This process is called _initial factor extraction_. There are a number of methods to solve, we will explore three: principal components, iterated components, and maximum likelihood. The mathematical details of each are left in the textbook for interested readers.

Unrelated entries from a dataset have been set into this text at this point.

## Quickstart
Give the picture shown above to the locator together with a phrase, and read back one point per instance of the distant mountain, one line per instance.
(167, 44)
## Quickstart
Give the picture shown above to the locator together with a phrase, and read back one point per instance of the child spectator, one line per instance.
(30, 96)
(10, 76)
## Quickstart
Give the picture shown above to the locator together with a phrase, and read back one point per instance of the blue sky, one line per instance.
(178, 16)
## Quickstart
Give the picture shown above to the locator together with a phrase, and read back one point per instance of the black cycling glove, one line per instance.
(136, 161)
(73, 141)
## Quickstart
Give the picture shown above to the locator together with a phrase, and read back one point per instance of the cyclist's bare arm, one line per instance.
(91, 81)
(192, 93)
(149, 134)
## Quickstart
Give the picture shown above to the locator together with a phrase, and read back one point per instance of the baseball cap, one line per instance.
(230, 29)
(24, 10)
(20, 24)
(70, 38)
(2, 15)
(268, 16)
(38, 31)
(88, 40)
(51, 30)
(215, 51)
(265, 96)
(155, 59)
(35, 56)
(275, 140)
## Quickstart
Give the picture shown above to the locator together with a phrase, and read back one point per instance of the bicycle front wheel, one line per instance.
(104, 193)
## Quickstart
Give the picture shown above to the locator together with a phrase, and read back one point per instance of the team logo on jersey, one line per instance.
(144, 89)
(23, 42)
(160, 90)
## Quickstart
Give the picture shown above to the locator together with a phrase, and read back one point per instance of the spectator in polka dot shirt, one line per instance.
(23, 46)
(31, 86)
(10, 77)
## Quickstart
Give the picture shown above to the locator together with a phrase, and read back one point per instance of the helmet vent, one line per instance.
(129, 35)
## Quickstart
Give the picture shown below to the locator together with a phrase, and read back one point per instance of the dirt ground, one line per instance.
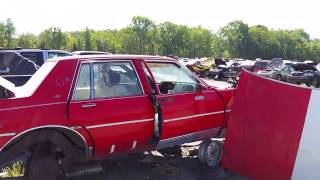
(155, 166)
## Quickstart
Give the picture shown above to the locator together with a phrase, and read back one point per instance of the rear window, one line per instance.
(39, 76)
(36, 57)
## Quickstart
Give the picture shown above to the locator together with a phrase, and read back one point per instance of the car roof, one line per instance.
(114, 57)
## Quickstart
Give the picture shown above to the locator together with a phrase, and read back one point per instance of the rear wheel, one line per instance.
(279, 77)
(315, 82)
(43, 163)
(210, 152)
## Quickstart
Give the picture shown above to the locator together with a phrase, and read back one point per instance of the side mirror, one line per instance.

2. The second step is to obtain a new set of factors, called _rotated factors_ which is done to improve interpretation.
We will first explore these steps using simulated data.
## Example data setup {#fa-example}
Generate 100 data points from the following multivariate normal distribution:
$$\mathbf{\mu} =
\left(\begin{array}
{r}
0.163 \\
0.142 \\
0.098 \\
-0.039 \\
-0.013
\end{array}\right),
\mathbf{\Sigma} =
\left(\begin{array}
{cc}
1 & & & & & \\
0.757 & 1 & & & & \\
0.047 & 0.054 & 1 & & & \\
0.155 & 0.176 & 0.531 & 1 & \\
0.279 & 0.322 & 0.521 & 0.942 & 1
\end{array}\right)
$$.
```{r}
set.seed(456)
m <- c(0.163, 0.142, 0.098, -0.039, -0.013)
s <- matrix(c(1.000, 0.757, 0.047, 0.155, 0.279,
0.757, 1.000, 0.054, 0.176, 0.322,
0.047, 0.054, 1.000, 0.531, 0.521,
0.155, 0.176, 0.531, 1.000, 0.942,
0.279, 0.322, 0.521, 0.942, 1.000),
nrow=5)
data <- data.frame(MASS::mvrnorm(n=100, mu=m, Sigma=s))
colnames(data) <- paste0("X", 1:5)
```
Standardize the $X$'s.
```{r}
stan.dta <- as.data.frame(scale(data))
```
The hypothetical data model is that these 5 variables are generated from 2 underlying factors.
$$
\begin{equation}
\begin{aligned}
X_{1} &= (1)*F_{1} + (0)*F_{2} + e_{1} \\
X_{2} &= (1)*F_{1} + (0)*F_{2} + e_{2} \\
X_{3} &= (0)*F_{1} + (.5)*F_{2} + e_{3} \\
X_{4} &= (0)*F_{1} + (1.5)*F_{2} + e_{4} \\
X_{5} &= (0)*F_{1} + (2)*F_{2} + e_{5} \\
\end{aligned}
\end{equation}
$$
**Implications**
* $F_{1}, F_{2}$ and all $e_{i}$'s are independent normal variables
* The first two $X$'s are inter-correlated, and the last 3 $X$'s are inter-correlated
* The first 2 $X$'s are NOT correlated with the last 3 $X$'s
```{r}
#library(corrplot)
corrplot(cor(stan.dta), tl.col="black")
```
## Factor Extraction Methods {#fa-extract}
Methods
1. Principal Components
2. Iterated Components
3. Maximum Likelihood
### Principal components (PC Factor model)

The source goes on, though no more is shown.